Sola. Triste. Chiusa in se stessa. Forse lasciata, forse mollata, forse sedotta e abbandonata.
Se ne stava lì, sul marciapiede, e nessuno se la filava. Uno sguardo, un occhio di riguardo, una carezza virtuale: niente di niente.
Era immobile, rigida, tesa, come offesa, come ferita, come segnata.
La gente le passava accanto, quasi infastidita dalla sua silenziosa presenza. Eppure non stendeva il braccio, non allungava la mano, non chiedeva l’elemosina. Non faceva male a nessuno. Ci mancava solo che qualcuno la gettasse a terra, e – c’era da scommetterlo - nessuno le avrebbe dato una mano per risollevarla.

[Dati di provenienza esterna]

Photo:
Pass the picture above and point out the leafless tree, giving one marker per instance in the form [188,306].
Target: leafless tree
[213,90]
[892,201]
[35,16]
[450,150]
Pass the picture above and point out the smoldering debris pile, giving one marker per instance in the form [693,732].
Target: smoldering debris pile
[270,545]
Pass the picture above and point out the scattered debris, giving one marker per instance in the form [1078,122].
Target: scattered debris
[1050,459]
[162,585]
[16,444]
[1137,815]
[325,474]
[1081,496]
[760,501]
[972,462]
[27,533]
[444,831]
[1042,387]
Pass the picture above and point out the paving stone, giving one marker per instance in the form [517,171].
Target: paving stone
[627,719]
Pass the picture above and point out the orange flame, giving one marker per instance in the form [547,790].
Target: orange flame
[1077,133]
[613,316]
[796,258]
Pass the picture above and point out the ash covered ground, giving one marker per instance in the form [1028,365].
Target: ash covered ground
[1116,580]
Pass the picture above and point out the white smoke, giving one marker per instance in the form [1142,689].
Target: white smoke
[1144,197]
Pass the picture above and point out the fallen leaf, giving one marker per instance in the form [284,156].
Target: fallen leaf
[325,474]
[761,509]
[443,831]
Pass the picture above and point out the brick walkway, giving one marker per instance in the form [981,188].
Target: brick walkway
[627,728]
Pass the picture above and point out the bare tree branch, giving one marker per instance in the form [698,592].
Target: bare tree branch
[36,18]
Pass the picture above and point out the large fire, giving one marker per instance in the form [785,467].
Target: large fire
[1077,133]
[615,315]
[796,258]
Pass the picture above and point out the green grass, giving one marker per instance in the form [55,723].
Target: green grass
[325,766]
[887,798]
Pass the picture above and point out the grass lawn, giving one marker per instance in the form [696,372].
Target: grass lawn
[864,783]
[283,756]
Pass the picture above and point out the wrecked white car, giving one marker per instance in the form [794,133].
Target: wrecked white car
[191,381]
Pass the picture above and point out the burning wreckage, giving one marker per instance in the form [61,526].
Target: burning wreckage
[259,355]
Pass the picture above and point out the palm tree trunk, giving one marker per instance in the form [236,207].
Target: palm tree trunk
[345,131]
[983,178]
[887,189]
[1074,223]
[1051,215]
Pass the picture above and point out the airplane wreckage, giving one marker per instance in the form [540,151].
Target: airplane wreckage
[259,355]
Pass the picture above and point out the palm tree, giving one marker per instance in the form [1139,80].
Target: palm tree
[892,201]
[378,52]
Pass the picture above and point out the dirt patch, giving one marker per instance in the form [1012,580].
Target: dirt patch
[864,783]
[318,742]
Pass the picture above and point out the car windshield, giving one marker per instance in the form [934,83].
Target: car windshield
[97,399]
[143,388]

Chissà quali pensieri la attraversavano, quali sogni la sfioravano, quali ricordi la investissero. Chissà con chi era uscita l’ultima volta, chissà che cosa le era stato promesso, chissà chi l’aveva presa per mano, chissà chi poi l’aveva piantata lì.

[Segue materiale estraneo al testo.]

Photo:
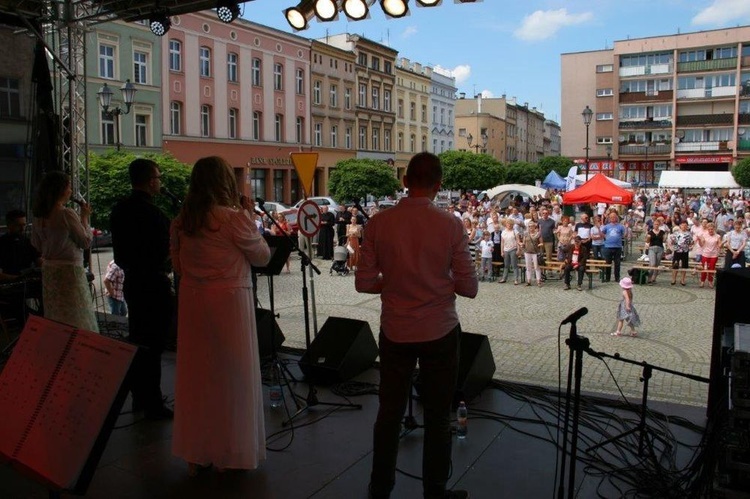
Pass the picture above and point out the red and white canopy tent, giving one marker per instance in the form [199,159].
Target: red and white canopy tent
[599,189]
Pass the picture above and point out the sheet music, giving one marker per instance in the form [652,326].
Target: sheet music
[75,382]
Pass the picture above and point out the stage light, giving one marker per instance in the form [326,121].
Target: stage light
[356,10]
[227,10]
[395,8]
[326,10]
[297,18]
[159,23]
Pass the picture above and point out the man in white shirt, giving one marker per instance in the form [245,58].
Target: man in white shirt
[418,269]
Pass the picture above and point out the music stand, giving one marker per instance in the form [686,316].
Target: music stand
[281,248]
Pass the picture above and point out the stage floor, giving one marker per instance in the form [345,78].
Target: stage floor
[510,450]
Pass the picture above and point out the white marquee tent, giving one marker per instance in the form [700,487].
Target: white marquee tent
[698,180]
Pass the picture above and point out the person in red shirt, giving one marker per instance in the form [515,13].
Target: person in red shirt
[418,269]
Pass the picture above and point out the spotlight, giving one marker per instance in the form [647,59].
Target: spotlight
[395,8]
[159,23]
[227,10]
[296,18]
[356,10]
[326,10]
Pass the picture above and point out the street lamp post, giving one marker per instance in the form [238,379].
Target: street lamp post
[483,145]
[587,115]
[105,100]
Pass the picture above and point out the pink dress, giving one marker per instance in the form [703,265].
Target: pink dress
[219,395]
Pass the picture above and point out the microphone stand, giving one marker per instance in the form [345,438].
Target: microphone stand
[311,399]
[577,345]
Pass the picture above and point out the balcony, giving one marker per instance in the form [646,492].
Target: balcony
[715,145]
[706,93]
[644,150]
[705,119]
[686,67]
[647,124]
[654,69]
[650,96]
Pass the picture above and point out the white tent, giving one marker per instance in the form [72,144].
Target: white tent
[528,191]
[581,179]
[698,180]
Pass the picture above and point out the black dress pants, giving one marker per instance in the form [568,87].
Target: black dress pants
[438,367]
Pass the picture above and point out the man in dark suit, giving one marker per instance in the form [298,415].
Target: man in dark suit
[140,240]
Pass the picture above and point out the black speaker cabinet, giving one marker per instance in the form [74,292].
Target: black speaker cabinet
[730,307]
[270,336]
[342,349]
[476,366]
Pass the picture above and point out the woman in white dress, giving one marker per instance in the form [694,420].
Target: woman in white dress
[219,396]
[60,234]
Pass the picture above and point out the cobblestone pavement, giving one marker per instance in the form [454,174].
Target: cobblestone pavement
[522,325]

Piccolina, bianca e arancione, tutt’altro che allegra. E magra, scavata, scheletrica.
Era una bicicletta, una Mobike, una di quelle da condividere, “bike sharing”, si dice così. A Milano, parcheggiata in via Monte Bianco dove il parco non c’è, solo alberi che in questi giorni si stanno spogliando senza più freni.
Il sistema che governa la Mobike di via Monte Bianco e tutte le sue sorelle, pare, è rivoluzionario: si prende la bici, poi la si lascia dove si vuole, senza la premura di infilarla in una rastrelliera, al sicuro, in compagnia. Più comodo, più pratico, più svelto. Sarà. Ma nessuno deve avere pensato a lei, la bici. Sembrava dispersa, perduta, naufragata. Sembrava senza casa e senza tetto. Sembrava senza famiglia. E sembrava senza un perché.
Sola. Triste. Chiusa in se stessa. Stava aspettando un passaggio, un aiuto, forse un favoloso cavaliere. Adesso l’ho riconosciuta: quella bici era Cenerentola.